Lewis clearly did not think this was okay. She hired a lawyer and compiled a long list of the play’s violations. In the meantime, Gladwell himself realized that much of the play had been lifted from his own 1997 profile of Lewis, entitled “Damaged.” At first, he was angry—but he soon reconsidered. What made him change his mind was the play itself.

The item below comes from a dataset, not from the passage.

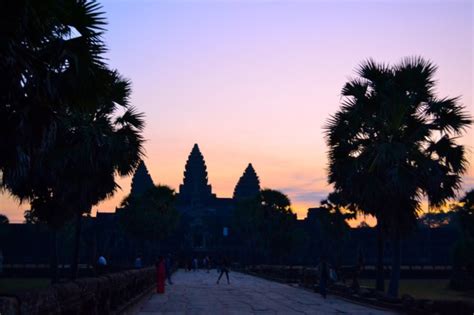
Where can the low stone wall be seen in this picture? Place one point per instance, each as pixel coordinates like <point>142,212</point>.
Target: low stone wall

Gladwell read “Frozen” and decided it was truly brilliant—really awesome, something totally new. If his words were being used (even exactly) in the service of this totally new creation, he should feel honored, he decided, rather than offended. He notes that Lavery “used my descriptions of Lewis's work and the outline of Lewis's life as a building block….Isn't that the way creativity is supposed to work? Old words in the service of a new idea aren't the problem. What inhibits creativity is new words in the service of an old idea.” Because the creation re-worked Gladwell’s words for the sake of a new idea, it was legitimate. Or, as Johnson-Eilola and Selber write, we should encourage students to "take what already exists and make something else, something that works to solve problems in new, local contexts. Creativity, in this rearticulation, involves extensive research, filtering, recombining, remixing, the making of assemblages that solve problems" (400). Perhaps that is exactly what this play did: addressed new problems in a real social context, drawing from the materials already existing in the world to do so most effectively.

Still we have to ask ourselves: should Lavery have given credit to Lewis and Gladwell? And (in your words, Jenna) how can we give credit, somehow or another, without “merely hand[ing] over a wad of cash?” You raise a brilliant question—one I’m still thinking about. I want to reiterate before I leave off: excellent job, Jenna. That really got me thinking! Great work.